Bonuses: Who needs them?

What do you call a bonus system where 60 percent of all workers get the cash awards? Senior Correspondent Mike Causey says it's called the U.S. government.

When 60 percent of your students in a class of 1.6 million get an A, either you’ve got a very bright class, a very generous teacher or something may be wrong with the system.

When you give a top manager a $90,000 bonus one year, then fire him for incompetence the next, something may be wrong with the system.

When a federal agency gives bonuses to 90 percent of its employees, it is either an exceptional, walks-on-water outfit, or something may be wrong with the system.

Uncle Sam spends lots and lots of money giving employees awards and bonuses. Some of them are modest, a couple of hundred bucks in one year. Others are big-time, like the once-golden-now-reassigned Transportation Security Agency official who got $90,000 spread over a 9-month period in 2015, only to get moved out of his slot last month.

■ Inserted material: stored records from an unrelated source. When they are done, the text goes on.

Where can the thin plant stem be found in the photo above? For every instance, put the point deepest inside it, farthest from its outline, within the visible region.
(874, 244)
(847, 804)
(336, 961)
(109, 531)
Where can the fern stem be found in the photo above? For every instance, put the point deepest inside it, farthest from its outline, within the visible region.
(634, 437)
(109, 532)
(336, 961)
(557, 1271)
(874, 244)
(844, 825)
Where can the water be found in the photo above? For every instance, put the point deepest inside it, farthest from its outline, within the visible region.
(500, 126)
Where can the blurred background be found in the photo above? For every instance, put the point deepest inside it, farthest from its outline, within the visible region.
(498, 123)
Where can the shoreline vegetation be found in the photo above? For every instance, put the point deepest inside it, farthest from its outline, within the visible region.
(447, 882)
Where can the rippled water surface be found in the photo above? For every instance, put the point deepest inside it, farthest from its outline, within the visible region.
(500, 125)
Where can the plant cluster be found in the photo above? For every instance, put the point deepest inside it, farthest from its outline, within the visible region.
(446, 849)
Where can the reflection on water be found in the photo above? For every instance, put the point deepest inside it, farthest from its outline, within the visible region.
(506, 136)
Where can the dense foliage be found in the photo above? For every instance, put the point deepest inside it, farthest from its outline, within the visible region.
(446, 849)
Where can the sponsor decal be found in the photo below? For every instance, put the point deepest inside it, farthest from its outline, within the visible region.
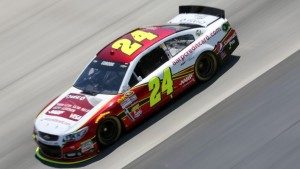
(223, 55)
(86, 146)
(127, 100)
(75, 116)
(228, 40)
(106, 63)
(137, 112)
(100, 116)
(231, 43)
(198, 33)
(56, 112)
(58, 121)
(197, 21)
(225, 27)
(196, 46)
(76, 97)
(186, 79)
(128, 114)
(72, 107)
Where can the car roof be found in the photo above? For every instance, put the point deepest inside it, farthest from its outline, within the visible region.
(127, 48)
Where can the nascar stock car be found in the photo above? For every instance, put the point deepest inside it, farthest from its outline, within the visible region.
(131, 78)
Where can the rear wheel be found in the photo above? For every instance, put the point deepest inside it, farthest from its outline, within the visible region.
(109, 130)
(205, 67)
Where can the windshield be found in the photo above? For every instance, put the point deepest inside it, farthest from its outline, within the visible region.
(102, 77)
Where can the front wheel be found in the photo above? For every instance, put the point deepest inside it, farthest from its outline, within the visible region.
(205, 67)
(109, 130)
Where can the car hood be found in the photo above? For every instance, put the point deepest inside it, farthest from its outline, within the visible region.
(69, 112)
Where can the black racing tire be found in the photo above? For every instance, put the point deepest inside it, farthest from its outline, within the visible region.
(109, 130)
(205, 67)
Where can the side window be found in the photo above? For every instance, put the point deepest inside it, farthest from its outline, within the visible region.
(177, 44)
(150, 62)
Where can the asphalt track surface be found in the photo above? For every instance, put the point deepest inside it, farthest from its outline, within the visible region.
(241, 119)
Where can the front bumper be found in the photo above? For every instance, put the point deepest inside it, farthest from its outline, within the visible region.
(68, 154)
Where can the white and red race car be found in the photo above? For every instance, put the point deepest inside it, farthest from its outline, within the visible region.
(131, 78)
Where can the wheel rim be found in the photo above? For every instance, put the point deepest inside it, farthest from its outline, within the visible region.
(108, 131)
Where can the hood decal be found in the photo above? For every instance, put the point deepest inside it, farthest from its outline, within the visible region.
(72, 106)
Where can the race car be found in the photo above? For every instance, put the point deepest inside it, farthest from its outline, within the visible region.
(130, 79)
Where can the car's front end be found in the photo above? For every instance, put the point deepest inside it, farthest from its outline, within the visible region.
(65, 149)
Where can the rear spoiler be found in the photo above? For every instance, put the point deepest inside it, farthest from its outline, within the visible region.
(202, 10)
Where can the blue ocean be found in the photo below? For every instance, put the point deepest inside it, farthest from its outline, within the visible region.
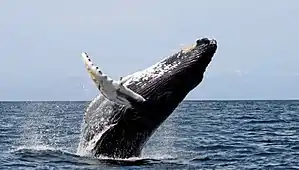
(198, 135)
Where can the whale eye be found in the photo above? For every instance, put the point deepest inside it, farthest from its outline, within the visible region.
(202, 41)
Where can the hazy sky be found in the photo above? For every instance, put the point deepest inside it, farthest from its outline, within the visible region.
(41, 43)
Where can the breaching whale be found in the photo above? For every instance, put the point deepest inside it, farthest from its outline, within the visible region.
(126, 113)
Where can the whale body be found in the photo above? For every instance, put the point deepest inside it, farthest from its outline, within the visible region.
(118, 124)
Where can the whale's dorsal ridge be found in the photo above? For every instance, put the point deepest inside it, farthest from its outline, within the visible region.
(114, 91)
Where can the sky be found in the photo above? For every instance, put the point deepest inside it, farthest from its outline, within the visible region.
(41, 43)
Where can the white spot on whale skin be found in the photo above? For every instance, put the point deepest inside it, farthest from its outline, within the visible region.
(152, 72)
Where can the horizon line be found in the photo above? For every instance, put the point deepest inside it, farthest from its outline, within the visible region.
(186, 100)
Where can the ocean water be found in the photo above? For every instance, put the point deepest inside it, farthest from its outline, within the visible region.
(198, 135)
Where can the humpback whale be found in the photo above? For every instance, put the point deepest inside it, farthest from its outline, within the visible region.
(126, 113)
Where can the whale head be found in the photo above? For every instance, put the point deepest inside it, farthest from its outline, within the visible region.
(121, 131)
(165, 84)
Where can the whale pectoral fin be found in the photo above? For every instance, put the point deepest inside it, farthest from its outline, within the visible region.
(113, 90)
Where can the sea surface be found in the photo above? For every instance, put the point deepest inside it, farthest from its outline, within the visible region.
(198, 135)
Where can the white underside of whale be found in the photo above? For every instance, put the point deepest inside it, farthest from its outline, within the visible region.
(111, 89)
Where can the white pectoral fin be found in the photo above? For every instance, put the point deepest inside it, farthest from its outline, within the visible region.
(130, 93)
(112, 90)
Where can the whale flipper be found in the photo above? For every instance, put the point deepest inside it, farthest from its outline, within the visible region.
(113, 90)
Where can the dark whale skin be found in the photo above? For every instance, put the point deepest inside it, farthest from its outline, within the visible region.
(117, 131)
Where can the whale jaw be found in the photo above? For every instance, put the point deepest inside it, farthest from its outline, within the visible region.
(163, 86)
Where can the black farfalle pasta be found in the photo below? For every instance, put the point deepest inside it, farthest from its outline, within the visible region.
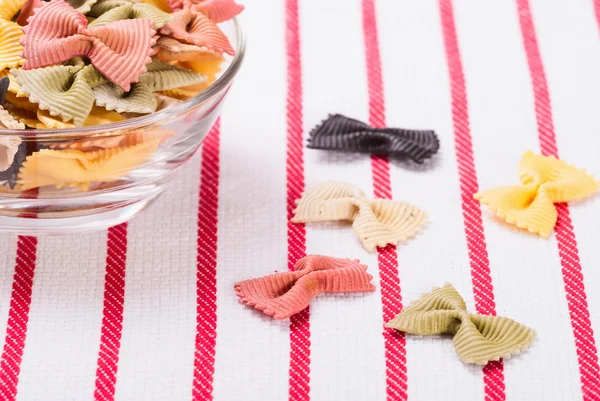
(339, 132)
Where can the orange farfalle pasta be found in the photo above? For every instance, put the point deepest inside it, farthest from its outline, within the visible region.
(108, 142)
(377, 222)
(282, 295)
(197, 29)
(170, 49)
(119, 50)
(74, 168)
(546, 180)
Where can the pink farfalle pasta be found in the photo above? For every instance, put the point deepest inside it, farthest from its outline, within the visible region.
(217, 10)
(119, 50)
(195, 28)
(282, 295)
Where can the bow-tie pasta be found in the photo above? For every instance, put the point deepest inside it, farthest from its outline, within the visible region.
(546, 181)
(346, 134)
(283, 294)
(377, 222)
(477, 338)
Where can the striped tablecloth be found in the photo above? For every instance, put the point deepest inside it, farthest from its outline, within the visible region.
(147, 311)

In 2004, The Washington Post reported that two of every three non-postal federal workers got a bonus. It said the bonuses ranged from less than $100 to more than $25,000 (in 2002 dollars) with the average being the equivalent of 1.6 percent of salary. By coincidence, that’s the amount of the proposed 2017 raise for white-collar feds.

The Post’s report found that three agencies — the General Services Administration, the National Science Foundation and the Department of Energy — were especially generous in giving bonuses to workers. At GSA, where 9 out of 10 employees got bonuses, an official defended it by telling the Post “who is to say that those 90 percent didn’t all merit awards?” Indeed.

Bonuses are hard to define. When trying to make a case that there are too many, critics often include WIG (within grade raises) in the category. The so-called in grades or longevity steps are semi-automatic. Employees performing satisfactorily get one every one, two or three years, depending on where they are in their 10-step grade. The WIGs equal a 3 percent pay raise. During the Jimmy Carter administration, there was a serious effort to eliminate the WIGs. They were dubbed “BEING THERE” awards because, as a political appointee quipped, all people had to do to get one of the raises was “show up, and not #^#! up.”

More recently the GOP-led House has tried to reduce or eliminate bonuses in specific agencies — like the Internal Revenue Service — and/or deny them to employees delinquent in paying their taxes.

So who gets bonuses? And how are the winners chosen? We asked around:

  • One high-ranking fed, now in the private sector, said “the system was simple. The highest-grade employee who was due to retire that year got a bonus.” He described it as a “golden handshake.”
  • Another employee said that in his regulatory agency, “it seems most of the people we heard of… who got bonuses were lawyers” who were skilled in writing and “making themselves look good.”
  • A retired Nuclear Regulatory Commission professional said one year his boss gave a bonus to “absolutely the worst employee in the group. She was a disaster.” He said when he asked his boss why the loser was chosen as a winner, he was told the bonus was an “attempt to motivate her” to do better. Did it work, I asked? Nope, he replied.

So how about your place? Is the bonus/merit raise program a motivator or a joke? Got some examples either way. All responses will be kept confidential — but if you tell us we will tell all: mcausey@federalnewsradio.com

Nearly Useless Factoid

By David Thornton

1.6 percent is also the proportion of Americans who identify as Mormon, according to the 2014 Pew Research Center Religious Landscape Survey.